Once you choose the credit you want, the kiosk will print out a receipt. Take the receipt to the counter, pay the fee, and the clerk will give you another print-out receipt with an account number and password that you use to log in. Unfortunately, the ibon kiosks don’t use English. You can also purchase credit at MosBurger and Starbucks.
Wifly offers a decent deal for smartphone users, with unlimited access for NT$1,200 for one year. This is definitely something to consider if you use in an iPod touch, but less so if you have a smartphone and already have a 3G Internet plan. For iPad users, a year subscription is NT$1,800. In addition to 7-Elevens, these plans can be purchased at Tsann Kuen 3C (燦坤) electronics stores and Apple retailers.
Wifly is generally reliable, but in busy places with high traffic like Taipei Main Station, the service can be hit or miss. A safer bet is to go to a Starbucks, which offers its own Wi-Fi services under the name “Wifly Starbucks.”
It’s somewhat surprising that Chunghwa Telecom, which is essentially a state-run monopoly on telecommunications services, doesn’t have a bigger hand in the wireless game. Still, it offers services in most convenience stores and chain restaurants in Taipei, like McDonald’s and KFC. Look out for its hotspot signal, which is labeled “CHT Wi-Fi” or “hinet.”
There are several options for purchasing credit that include using a 7-Eleven ibon kiosk. (Follow the same instructions above for Wifly services, but choose “CHT Wi-Fi” instead of Wifly.) If you use Chunghwa’s ADSL service at home, you can log in at any hotspot by using your account username and password. This comes in handy as you don’t have to jump through the hoops of registering with an e-mail address or creating a new account. The only downside is that you have to carry your account name and password with you. The charge is NT$1 per minute.
The nation’s biggest convenience store has recently jumped into the wireless Internet game, offering some competitive prices: NT$50 for 24 hours, NT$200 for unlimited use within 7 days and NT$199 for 400 minutes with no time limit.

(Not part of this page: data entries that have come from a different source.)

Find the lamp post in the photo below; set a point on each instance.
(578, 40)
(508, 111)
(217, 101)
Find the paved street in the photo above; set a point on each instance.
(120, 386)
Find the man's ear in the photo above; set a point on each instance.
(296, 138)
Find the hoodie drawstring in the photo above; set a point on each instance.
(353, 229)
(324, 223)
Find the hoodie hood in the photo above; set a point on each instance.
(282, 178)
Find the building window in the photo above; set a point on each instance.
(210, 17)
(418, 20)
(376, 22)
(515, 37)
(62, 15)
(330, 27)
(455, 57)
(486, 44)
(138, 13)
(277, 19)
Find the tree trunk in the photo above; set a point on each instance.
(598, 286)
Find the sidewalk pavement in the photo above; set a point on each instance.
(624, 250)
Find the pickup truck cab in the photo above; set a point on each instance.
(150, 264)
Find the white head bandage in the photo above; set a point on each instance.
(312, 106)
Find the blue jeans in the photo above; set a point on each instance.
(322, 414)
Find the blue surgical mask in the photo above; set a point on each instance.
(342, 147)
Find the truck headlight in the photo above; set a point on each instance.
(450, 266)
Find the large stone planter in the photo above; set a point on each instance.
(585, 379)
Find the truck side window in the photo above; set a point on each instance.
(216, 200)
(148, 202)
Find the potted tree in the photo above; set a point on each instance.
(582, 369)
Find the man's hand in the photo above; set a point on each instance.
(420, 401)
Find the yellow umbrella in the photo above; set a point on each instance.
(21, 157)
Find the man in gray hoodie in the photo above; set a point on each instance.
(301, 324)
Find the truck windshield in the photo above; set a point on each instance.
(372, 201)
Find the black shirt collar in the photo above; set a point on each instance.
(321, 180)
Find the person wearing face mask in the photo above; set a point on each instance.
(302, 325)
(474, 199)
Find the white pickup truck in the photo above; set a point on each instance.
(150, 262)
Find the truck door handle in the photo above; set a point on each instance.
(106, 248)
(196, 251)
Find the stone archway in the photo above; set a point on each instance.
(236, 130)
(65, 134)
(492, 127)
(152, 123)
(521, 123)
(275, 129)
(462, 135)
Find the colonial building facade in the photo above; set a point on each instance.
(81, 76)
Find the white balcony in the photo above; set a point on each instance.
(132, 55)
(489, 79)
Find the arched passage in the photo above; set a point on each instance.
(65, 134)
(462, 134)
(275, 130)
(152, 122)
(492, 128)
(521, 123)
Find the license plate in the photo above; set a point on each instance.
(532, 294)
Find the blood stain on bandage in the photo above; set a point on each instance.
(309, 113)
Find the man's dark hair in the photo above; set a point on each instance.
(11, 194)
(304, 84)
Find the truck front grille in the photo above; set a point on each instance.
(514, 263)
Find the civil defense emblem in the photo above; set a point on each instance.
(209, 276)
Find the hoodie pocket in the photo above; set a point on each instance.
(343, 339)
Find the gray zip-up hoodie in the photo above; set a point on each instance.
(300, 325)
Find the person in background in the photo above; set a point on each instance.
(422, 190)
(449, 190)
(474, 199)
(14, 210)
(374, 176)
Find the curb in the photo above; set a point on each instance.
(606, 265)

The flip side, however, is coverage. Not all 7-Elevens offer a Wi-Fi connection, at least not yet. But if their Wi-Fi services become as ubiquitous as the stores themselves, it would be a deal to consider. Purchasing time credits is frustrating if you’re not familiar with the ibon kiosk (follow the same instructions for Wifly and CHT-Wi-Fi), and registration is required and can only be done in Mandarin.